Let’s face it, this was a chance to hear one of the greats—and
everyone at Cherry Main Event felt it. As the Cherry Fund puts it
in their mission statement, their number one goal is to raise as
much money as possible for the Beneficiaries—and enjoying good music
is simply a byproduct. But what a beautiful byproduct Mark
Anthony’s music was (complemented by superlatively evocative
lighting done by John Niederhauser), the whole package uniting the
crowd and propelling it toward perfect release.
It rained on Sunday—off and on, all through the day. Rarely has a
hotel bed felt so comfortable.

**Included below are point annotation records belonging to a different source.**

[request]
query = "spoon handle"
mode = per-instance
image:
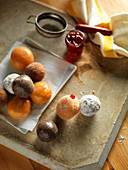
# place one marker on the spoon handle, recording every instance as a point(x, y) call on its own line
point(93, 29)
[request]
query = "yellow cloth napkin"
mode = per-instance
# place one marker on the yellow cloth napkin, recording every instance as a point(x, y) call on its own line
point(91, 12)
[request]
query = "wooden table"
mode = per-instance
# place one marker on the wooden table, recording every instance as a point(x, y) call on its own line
point(117, 157)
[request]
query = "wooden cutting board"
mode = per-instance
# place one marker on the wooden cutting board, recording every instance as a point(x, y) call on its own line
point(82, 142)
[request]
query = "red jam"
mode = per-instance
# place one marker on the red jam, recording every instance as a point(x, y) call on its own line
point(75, 43)
point(72, 96)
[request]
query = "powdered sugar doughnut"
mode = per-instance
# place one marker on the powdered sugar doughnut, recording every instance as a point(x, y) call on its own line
point(90, 104)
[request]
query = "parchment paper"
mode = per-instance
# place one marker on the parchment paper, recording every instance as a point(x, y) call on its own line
point(58, 72)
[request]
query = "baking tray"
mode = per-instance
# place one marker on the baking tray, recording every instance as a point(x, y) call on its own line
point(57, 70)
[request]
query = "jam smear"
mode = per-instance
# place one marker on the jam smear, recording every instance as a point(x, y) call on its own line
point(72, 96)
point(75, 42)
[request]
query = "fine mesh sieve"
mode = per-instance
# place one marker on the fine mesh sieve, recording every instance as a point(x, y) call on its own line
point(49, 24)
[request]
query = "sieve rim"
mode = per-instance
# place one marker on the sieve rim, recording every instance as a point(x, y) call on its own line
point(53, 16)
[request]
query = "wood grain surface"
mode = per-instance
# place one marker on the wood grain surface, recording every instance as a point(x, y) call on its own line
point(118, 156)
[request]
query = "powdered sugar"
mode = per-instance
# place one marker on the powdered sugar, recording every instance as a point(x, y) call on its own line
point(90, 104)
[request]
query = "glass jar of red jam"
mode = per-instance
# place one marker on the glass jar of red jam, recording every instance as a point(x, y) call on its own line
point(75, 42)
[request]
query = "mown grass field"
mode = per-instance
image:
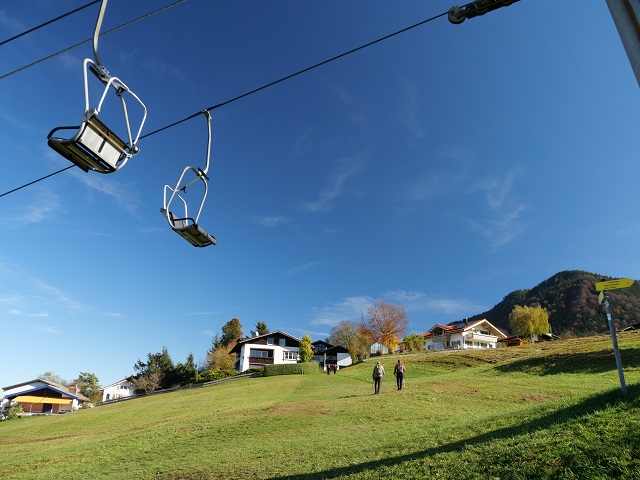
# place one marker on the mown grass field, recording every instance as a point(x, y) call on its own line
point(552, 410)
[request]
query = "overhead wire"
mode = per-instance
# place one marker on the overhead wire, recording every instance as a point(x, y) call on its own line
point(255, 90)
point(115, 29)
point(48, 22)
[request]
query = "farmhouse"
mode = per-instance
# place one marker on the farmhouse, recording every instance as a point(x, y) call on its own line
point(271, 349)
point(327, 354)
point(120, 389)
point(42, 397)
point(463, 335)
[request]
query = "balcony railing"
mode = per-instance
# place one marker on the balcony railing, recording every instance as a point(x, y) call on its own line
point(261, 360)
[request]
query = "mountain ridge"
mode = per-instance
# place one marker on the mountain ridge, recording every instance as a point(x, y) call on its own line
point(572, 302)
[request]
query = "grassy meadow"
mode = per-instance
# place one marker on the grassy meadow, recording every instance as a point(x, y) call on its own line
point(551, 410)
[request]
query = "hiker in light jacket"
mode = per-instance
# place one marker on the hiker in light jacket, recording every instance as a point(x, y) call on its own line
point(378, 373)
point(399, 371)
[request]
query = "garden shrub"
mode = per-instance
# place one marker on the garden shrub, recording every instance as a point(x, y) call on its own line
point(292, 369)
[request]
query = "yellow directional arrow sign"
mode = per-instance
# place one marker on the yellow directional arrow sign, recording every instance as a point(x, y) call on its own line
point(614, 284)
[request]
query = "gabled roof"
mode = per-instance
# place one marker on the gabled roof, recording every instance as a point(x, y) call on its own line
point(464, 325)
point(47, 385)
point(249, 340)
point(127, 379)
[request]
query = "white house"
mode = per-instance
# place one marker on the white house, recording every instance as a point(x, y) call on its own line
point(328, 354)
point(463, 335)
point(41, 396)
point(271, 349)
point(378, 347)
point(120, 389)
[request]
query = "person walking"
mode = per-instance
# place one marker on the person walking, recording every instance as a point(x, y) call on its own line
point(399, 371)
point(378, 373)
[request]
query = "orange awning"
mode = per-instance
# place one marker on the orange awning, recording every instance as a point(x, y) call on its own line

The cloudy skies provided the
perfect excuse to remain in bed—all morning, all afternoon—and rest
up for Closing Party at UltraBar.
As anyone who follows music knows, Oscar G. has a serious following,
thanks to his alter ego, one half of the Murk Boys, as well as his
ongoing residency at Miami’s mega-club Space. So even with the
typhoon waging across DC, it wasn’t surprising that the Oscar G.
devotees showed up at ultra-chic UltraBar. The ever-faithful Miami
posse was there, as was the sexy-as-Sin Morera, fresh from his own
gig at After-Hours the morning before at Fur with Peter Rauhofer.
Those Halo angels had been at it again, sprinkling sweets and
goodies all around the upper lounge VIP—and so while the rain fell
outside, the boyz closed down Cherry with Oscar G’s dark beats, all
the while looking as sweet as cherry pie.
That’s Cherry for you: leaving you hungry for another slice, another
bite. Thank goodness the cherry blossoms return each year, as does
Cherry Weekend—thanks to that conscientious core of dedicated Cherry
volunteers and participants. Good gardeners, all of them, planting
cherry seeds for a better LGBT future.